As 2019 draws to a close, we’re looking back at some of the recent achievements members of our Les Turner ALS Center at Northwestern Medicine made to ensure our Les Turner ALS families receive the most comprehensive care in Chicagoland and that we are moving closer towards our vision of seeing a world free of ALS.
Hande Ozdinler, PhD, Associate Professor of Neurology at Northwestern University Feinberg School of Medicine was awarded a $3.1 million grant from the National Institute on Aging alongside Richard B. Silverman, best known for his invention of the blockbuster drug, Lyrica.
With this grant, the largest ALS drug discovery grant Northwestern has ever received, Drs. Ozdinler and Silverman will investigate new and unique ALS drug therapies.
Over 100 physicians, nurses and healthcare professionals attended Northwestern’s Second Annual Updates in the Diagnosis and Management of ALS.
Led by John M. Coleman III, MD and Senda Ajroud-Driss, MD, the conference teaches providers from the Chicagoland area how to more effectively diagnose and treat ALS. This approach ensures people living with ALS are receiving the highest quality of care, helping them live longer, better lives.
Our Lois Insolia ALS Clinic at the Les Turner ALS Center at Northwestern Medicine was selected as a participating site for the first-ever ALS platform trial aimed at advancing the development of ALS treatments.
A “platform trial” differs from a conventional clinical trial because it incorporates multiple treatments into the process. This increases the chance a person involved in the trial receives active treatment as well as allows drug companies the ability to evaluate and test multiple treatments simultaneously, creating a quicker pathway for drugs to come to market and be made available for all people living with ALS.
Through the collaboration of members of our Center and numerous other advocates from our greater ALS community, the U.S. Food and Drug Administration released the long-awaited ALS Drug Guidance.
The purpose of the guidance is to assist those looking to develop drug and other biological products for the treatment of ALS. Our hope is for companies to initiate faster and more efficient ALS drug development programs in our shared vision of a world free of ALS.
Evangelos Kiskinis, PhD, Assistant Professor in the Ken and Ruth Davee Department of Neurology, received a New York Stem Cell Foundation – Robertson Investigator Award.
The NYSCF Investigator Program fosters and encourages promising early-career scientists whose research holds the potential to accelerate treatments and cures for their respective diseases.
The $1.5 million award will be used in Dr. Kiskinis’ work to identify targets for therapeutic interventions for ALS and pediatric forms of epilepsy.
Colin Franz, MD, PhD, of the Kiskinis lab at our Center published a review article exploring the relationship between traumatic brain injury (TBI) and ALS.
“Several recent clinical studies have found an association between traumatic brain injury (TBI) and ALS,” explains Dr. Franz, “but there is still not an expert consensus on whether TBI is a risk factor for developing ALS.”
In their recent publication, Dr. Franz and his co-authors propose that TBI may, in fact, contribute to an ALS diagnosis in a subset of patients.
In November, we welcomed some of the best and brightest minds in the ALS field to our Les Turner ALS Symposium on ALS and NeuroRepair.
Members of our Center, as well as researchers from across the United States, presented their latest findings and shared their insight.
Symposiums like ours offer a unique opportunity for researchers to come together, ask questions, learn from one another and even make plans to collaborate on upcoming projects. Furthermore, we also offered a Clinical Conversations Panel that welcomed questions from professionals and people living with ALS and their families.
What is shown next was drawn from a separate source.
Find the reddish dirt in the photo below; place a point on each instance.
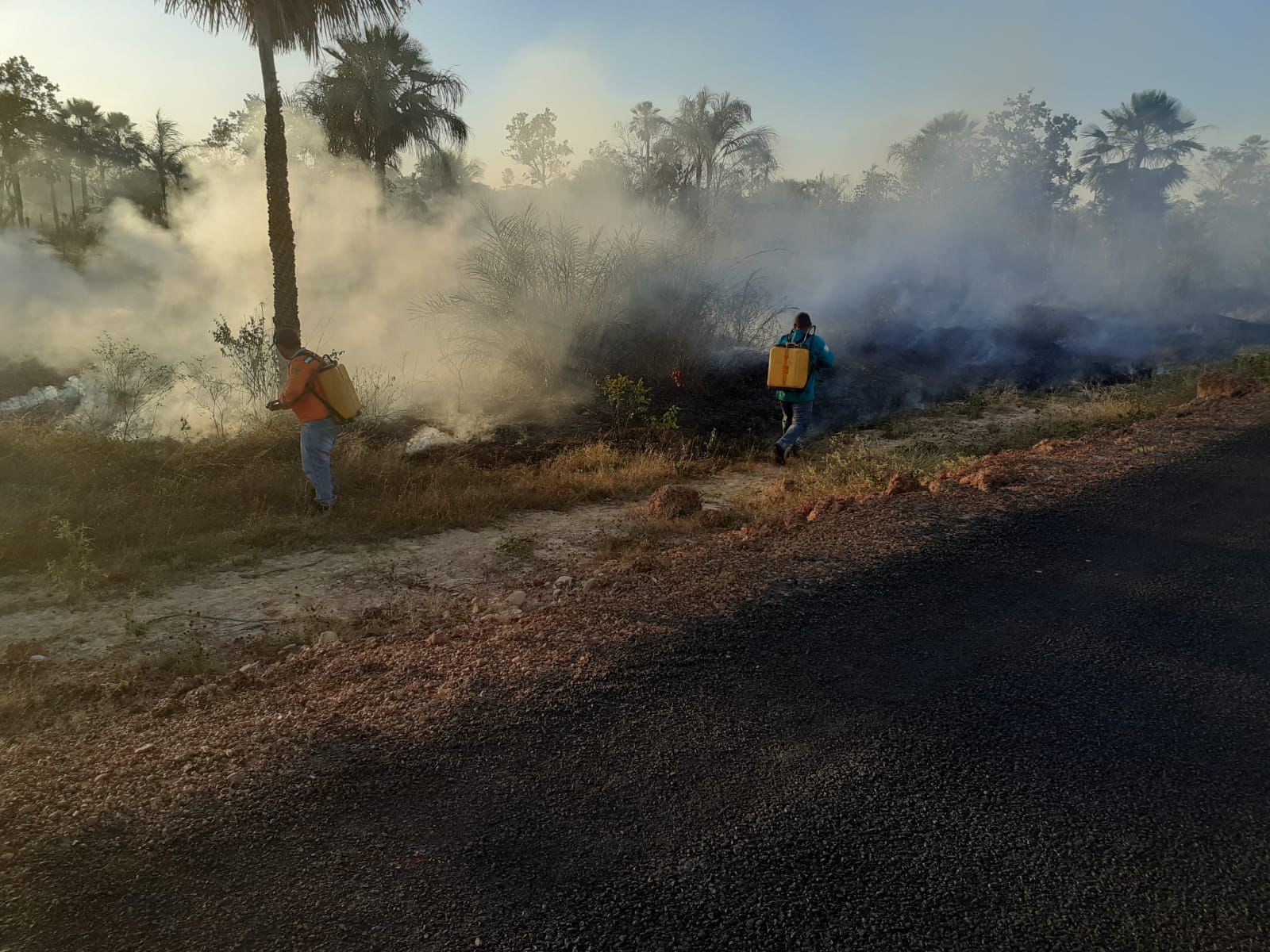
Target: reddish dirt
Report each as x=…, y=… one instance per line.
x=243, y=748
Teepu Siddique, MD, PhD, was awarded a $1.3 million grant, over 3 years, by the National ALS Registry. Dr. Siddique research study will look for genetic variants of an innate immunity protein in ALS patient DNA and RNA.
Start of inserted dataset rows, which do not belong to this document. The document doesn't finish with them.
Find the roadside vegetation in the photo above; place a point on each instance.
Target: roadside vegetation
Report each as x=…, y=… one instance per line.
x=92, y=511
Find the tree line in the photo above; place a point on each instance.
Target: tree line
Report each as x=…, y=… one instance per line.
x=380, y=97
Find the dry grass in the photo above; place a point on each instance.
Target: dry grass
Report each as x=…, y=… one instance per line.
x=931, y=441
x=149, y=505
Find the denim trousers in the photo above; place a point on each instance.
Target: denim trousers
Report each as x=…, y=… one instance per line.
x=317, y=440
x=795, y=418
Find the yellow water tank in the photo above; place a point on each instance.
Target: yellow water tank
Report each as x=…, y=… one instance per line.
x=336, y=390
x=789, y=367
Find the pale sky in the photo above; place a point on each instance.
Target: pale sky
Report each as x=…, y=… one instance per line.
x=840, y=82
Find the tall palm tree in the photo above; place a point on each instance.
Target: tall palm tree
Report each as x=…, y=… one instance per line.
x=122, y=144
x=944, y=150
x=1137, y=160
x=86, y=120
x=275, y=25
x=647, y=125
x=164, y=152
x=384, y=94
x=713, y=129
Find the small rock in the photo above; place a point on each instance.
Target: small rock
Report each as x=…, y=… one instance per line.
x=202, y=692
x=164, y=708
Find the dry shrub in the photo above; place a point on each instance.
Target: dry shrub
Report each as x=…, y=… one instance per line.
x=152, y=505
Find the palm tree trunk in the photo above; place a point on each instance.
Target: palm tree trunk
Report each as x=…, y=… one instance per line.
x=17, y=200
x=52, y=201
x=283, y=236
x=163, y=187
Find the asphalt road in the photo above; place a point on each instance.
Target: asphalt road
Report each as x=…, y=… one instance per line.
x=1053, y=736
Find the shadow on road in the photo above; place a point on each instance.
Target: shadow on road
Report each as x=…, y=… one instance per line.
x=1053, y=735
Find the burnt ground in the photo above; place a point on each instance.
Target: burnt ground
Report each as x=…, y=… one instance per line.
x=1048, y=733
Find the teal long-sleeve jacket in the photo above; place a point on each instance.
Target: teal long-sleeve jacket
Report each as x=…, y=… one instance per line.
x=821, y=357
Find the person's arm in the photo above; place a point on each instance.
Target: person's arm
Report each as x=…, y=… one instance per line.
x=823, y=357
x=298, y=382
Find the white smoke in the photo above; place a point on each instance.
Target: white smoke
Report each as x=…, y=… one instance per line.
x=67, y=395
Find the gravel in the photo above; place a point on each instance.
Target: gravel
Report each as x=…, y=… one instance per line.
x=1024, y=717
Dr. Siddique pioneered the molecular genetic approach to ALS in 1984, leading a world-wide collaboration that successfully identified the first genetic cause of ALS, the gene SOD1, in 1993.
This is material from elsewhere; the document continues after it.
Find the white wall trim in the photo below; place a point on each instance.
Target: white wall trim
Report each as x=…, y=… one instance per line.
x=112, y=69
This December, our global ALS community gathered in Perth, Australia for the 30th International Symposium on ALS/MND.
As a founding member of the International Alliance of ALS/MND Associations, we send members of our Les Turner ALS family to this annual research event to collaborate with our fellow ALS/MND advocates from around the world.
And this year, we are pleased to share our CEO, Andrea Pauls Backman, joined the Board of Directors of the Alliance.
Andrea’s position on the Alliance’s Board continues our long-held legacy of participation and collaboration with the Alliance. After our former Executive Director, Wendy Abrams, helped to establish the Alliance back in 1992, she served as Chair of the Board, twice, during her tenure.
We are so grateful for the tireless work our researchers, clinicians and staff at our Les Turner ALS Center at Northwestern Medicine are doing to provide the best multidisciplinary care and make our vision of a world free of ALS a reality. We can’t thank them enough for their commitment. And we can’t thank you enough for your continued and consistent support of the work we do in the Chicagoland and global communities.